Shipanga now mining operator and car wash owner

AARON Shipanga made headlines as the young barefooted long-distance runner from Tsumeb who outclassed seasoned runners during the mid-80s and 90s.

He entered the local athletics scene like a house on fire in 1985 and even obtained his junior South West Africa colours in the same year when he went to compete in the under-15 marathon championship in Durban, South Africa.

Shipanga competed in the cross country, 10 000m, 15km and the 21km kilometre races but it was not long before he started to specialise in the 42km run.

He started running at Opawa Primary School under the tutelage of one Nico Kaiyamo before he took his talent to Oshikoto Secondary School where he was trained by the seasoned athletics coach Adios Auchamub.

However, his school career was abruptly cut short in 1998 after he was offered a job by the then Ongopolo Mine, an offer he took up without any hesitation.

“The offer sounded like manna from heaven and it didn’t take long for me to make up my mind because of the situation at home. I came from a humble and very poor background and my parents struggled to make ends meet during that time.

“The only difficult part was to convince my parents to let me drop out from school and to go work at the mine. It was common practice that the big mines used to recruit top athletes around the country during that time as employees,” Shipanga noted.

Subsequently he joined the Tsumeb Corporation Limited Mine long distance runners’ team that participated in the Inter-Mines Athletics Championships against other big mines like Rossing Uranium Limited, CDM Mine and Rosh Pinah Mine.

He rubbed shoulders with the likes of Frank Kayele, Moses Tsam, Lisias Hangula, Gotty Ndjendjela, who is now the councillor of Tsumeb and the two late former veteran runners Lucas Halweendo and Mario Hailonga.

“I was still very young at the time but training and running against those big guns made me a better runner and soon I started winning races of my own from 1989 until 1999. I started representing Namibia in Africa after independence.

“I have seen countries I only dreamt about because of athletics and I trained very hard to be on top of my game. I went to compete against the very top athletes from around the continent and I also went to run in Italy,” Shipanga says.

The three-time Junior Sportsman of the Year award nominee, dominated the Dolphin Marathon at Swakopmund from 1987 to 1999 and he describes the 4th place finish in the Moroccan Marathon in a time of 2 hours and six minutes in 2000 as one of his best races ever.

He also competed in Angola, Botswana, Zimbabwe and South Africa where he raced regularly and also clinched his only race on foreign soil when he won the Namaqualand Marathon in 1989.

“Important to mention the fact that we were a very tight group of athletes before independence and we didn’t endure any signs racial discrimination among us because some of us were also invited to participate in events like the duathlon and the triathlon.

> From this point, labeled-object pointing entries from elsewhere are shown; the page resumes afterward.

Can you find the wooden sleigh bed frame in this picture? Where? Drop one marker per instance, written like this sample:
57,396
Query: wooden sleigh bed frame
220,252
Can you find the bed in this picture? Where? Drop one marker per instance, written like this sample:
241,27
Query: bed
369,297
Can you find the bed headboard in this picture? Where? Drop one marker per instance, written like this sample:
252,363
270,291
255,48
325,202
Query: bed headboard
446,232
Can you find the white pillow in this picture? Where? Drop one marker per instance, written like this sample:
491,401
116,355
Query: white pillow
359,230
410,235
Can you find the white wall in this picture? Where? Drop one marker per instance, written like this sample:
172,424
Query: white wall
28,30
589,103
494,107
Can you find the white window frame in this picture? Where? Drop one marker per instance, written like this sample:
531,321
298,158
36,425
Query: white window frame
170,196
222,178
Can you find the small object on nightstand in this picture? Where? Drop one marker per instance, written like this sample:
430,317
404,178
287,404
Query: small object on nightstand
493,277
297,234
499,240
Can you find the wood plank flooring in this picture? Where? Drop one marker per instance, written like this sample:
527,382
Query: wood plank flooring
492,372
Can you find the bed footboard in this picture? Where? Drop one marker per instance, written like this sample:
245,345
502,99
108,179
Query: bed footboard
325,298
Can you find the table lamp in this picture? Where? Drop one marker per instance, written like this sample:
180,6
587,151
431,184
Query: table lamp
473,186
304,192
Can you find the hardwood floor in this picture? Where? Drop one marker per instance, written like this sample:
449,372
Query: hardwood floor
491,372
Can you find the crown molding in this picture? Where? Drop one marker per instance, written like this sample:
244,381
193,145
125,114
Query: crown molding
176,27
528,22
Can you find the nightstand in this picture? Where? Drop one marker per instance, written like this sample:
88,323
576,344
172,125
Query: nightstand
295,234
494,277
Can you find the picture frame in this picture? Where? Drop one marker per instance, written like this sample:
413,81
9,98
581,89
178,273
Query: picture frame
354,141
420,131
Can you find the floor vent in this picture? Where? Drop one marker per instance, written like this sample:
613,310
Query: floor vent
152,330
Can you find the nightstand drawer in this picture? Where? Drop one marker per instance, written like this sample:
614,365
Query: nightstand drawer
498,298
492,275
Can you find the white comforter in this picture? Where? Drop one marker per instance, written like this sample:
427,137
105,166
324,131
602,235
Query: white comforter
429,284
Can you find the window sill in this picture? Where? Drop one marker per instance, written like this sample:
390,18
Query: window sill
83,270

“I was not strong in middle distances and I only participated because of the prize money and it was also good to help me build my speed. I had a brilliant coach in (Adios) Aochamub and we had a wonderful time together,” he enthused.

He says it was an uphill battle to compete against athletes from East Africa because they train the whole day whereas Namibians only trained for about three hours after work, except for the 45 minutes run before work.

Shipanga took charge as the chairperson of Benfica FC in 2002, the year he retired from running, until 2018 before the leagues were suspended across the country.

The football leagues have resumed now and he was tasked again to chair the former Metropolitan Champions whom he helped to regain their Namibia Premier League status during the 2014-2015 season.

Benfica are languishing in the second division and they have asked Shipanga, to lead them again.

Shipanga married Veronica Shipanga in 2002 and they have three boys. Aaron, the eldest, is 16 and he plays football for his school team at Otjiwarongo.

The second, Matthew, is 12 while the youngest Shipi, is four years old.

The former Tsumeb whirlwind is employed as a plant operator by Dundee Precious Metal and works at the smelter at Tsumeb.

Says Shipanga: “First the operators use heat and a chemical reducing agent to break the ore, driving off other elements as gasses or slag and leaving just the metal. Smelting is a form of extractive metallurgy to produce a metal from its ore.

“My duty is to filter the copper concentrate from the water and we process it into a cake form. We then send the processed copper to the other plant where the operators melt it before they export it, mainly to Bulgaria and Canada.”

The biggest challenges he faces in his job, is that like at any other mine in the country, Dundee also has to adhere to the Covid-19 protocols.

Shipanga, who started working at Dundee in 2000, is however quick to add that the safety aspect of the workers is definitively top priority for the mine management with the renowned Ali Kasete at the helm.

The required heat comes from partial oxidation of the sulphide charge and from burning external fuel.

He said that he owes his athletics success to former Namibian marathon champion Frank Kayele who pushed him in order to get the best out of him and Abraham Jockey Baseko, who was the sports officer of TCL at the time.

In addition to his work at the mine, the former Highlands Park striker also owns two car wash ventures: one at the Pick n Pay shopping complex and the second one near Cymot.